Maternal Vitamin C and Preterm Pre-labour Rupture of Membranes | Abstract

International Journal of Medical Research & Health Sciences (IJMRHS)
ISSN: 2319-5886 Indexed in: ESCI (Thomson Reuters)


Maternal Vitamin C and Preterm Pre-labour Rupture of Membranes

Author(s):Amina Saleem, Nadia M Al-Hilli, Zainab Safar and Ameer Kadhim Al-Humairi

Background: Preterm pre-labor rupture of membranes (PPROM) is the main reason for premature labor. Aim of the study: The main goal of that study was to determine whether there was a relationship between maternal vitamin C level and occurrence of PPROM in pregnant females.
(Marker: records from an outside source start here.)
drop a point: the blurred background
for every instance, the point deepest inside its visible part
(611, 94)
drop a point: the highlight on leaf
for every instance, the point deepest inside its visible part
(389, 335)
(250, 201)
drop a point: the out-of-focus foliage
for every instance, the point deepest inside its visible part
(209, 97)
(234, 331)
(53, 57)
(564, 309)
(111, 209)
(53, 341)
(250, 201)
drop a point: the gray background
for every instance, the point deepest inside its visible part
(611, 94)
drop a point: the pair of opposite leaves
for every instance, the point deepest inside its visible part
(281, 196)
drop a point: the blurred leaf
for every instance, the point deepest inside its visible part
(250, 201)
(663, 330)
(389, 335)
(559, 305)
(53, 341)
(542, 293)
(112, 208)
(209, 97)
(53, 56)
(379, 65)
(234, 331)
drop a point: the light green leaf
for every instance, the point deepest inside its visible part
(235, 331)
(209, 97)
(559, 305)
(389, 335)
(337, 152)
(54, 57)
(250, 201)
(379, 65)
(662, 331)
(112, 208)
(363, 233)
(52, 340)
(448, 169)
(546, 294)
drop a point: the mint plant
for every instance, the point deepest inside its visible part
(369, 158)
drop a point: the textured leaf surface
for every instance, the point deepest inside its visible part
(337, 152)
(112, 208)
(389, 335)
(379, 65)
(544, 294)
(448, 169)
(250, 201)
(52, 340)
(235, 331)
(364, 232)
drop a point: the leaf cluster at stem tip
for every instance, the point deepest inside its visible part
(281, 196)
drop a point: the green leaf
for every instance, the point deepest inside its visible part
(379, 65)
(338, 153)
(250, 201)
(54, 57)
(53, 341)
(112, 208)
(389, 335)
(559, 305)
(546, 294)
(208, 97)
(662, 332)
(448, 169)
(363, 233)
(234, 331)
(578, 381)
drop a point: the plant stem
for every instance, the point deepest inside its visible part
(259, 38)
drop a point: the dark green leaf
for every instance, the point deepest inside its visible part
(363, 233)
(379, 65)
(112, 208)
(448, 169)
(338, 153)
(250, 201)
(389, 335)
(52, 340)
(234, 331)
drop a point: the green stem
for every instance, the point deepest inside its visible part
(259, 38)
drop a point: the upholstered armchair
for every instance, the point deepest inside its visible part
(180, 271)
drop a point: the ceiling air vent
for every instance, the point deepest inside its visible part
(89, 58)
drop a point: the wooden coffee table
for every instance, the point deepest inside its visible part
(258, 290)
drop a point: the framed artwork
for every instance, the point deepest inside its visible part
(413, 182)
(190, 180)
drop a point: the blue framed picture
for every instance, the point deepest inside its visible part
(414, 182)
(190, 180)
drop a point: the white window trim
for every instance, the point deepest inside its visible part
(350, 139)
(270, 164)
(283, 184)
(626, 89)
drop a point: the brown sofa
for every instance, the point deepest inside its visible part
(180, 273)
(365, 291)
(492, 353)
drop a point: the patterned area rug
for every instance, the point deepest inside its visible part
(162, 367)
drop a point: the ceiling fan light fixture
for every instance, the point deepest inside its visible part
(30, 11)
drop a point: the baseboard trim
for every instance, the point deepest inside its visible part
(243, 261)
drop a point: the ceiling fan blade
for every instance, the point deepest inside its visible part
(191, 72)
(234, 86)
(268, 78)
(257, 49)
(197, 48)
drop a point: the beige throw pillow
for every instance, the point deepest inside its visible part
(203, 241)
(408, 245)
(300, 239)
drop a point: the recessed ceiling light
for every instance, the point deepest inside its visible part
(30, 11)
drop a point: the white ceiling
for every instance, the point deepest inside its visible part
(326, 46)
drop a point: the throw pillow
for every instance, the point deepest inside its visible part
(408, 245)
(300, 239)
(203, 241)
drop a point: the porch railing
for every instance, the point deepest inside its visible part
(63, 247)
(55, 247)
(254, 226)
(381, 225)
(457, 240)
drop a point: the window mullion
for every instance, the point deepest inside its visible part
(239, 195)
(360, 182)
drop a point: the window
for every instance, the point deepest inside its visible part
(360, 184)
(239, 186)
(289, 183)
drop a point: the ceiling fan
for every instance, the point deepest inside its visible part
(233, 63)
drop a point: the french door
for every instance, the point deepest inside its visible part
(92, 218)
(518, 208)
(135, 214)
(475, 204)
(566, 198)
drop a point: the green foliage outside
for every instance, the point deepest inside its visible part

Study design and setting: A case-control study which was conducted in Babylon Teaching Hospital for Gynecology and pediatrics from 1 March 2016 to 30 November 2016. Patients and methods: The study included 68 women: 30 women as patients group diagnosed as cases of preterm pre-labor rupture of membranes who meet the inclusions and exclusions criteria, and 38 women as control groups. Vitamin C concentration was measured for all included women. Results: The two groups were matched in terms of women’s age, gestational age, occupation, address, their parity and level of education (p>0.05). Maternal vitamin C levels were measured in the patient’s group and found to be lower than the control group. (Mean ± SD) (15.25 ± 4.11 µg/ml) Vs. (16.6 ± 4.83 µg/ml) respectively, however, no statistical significance was found (p=0.127). Low maternal vitamin C level is not correlating with the risk of PPROM, odds ratio (1.0182), 95% CI (0.344-3.011), and (p=0.97). Vitamin C levels were significantly higher in women with no PPH (15.08 ± 3.80 µg/ml) in comparison to those who had PPH (10.54 ± 3.38 µg/ml) (p=0.022). On the other hand, a non-significant negative correlation has been noted between low maternal vitamin C level and latency period (r=0.35, p=0.067). Conclusions: Lower maternal serum level of vitamin C levels has been found in patients with PPROM compared to the control group, but there was no statistical significance. Maternal vitamin C deficiency is not a contributing factor in the development of PPROM.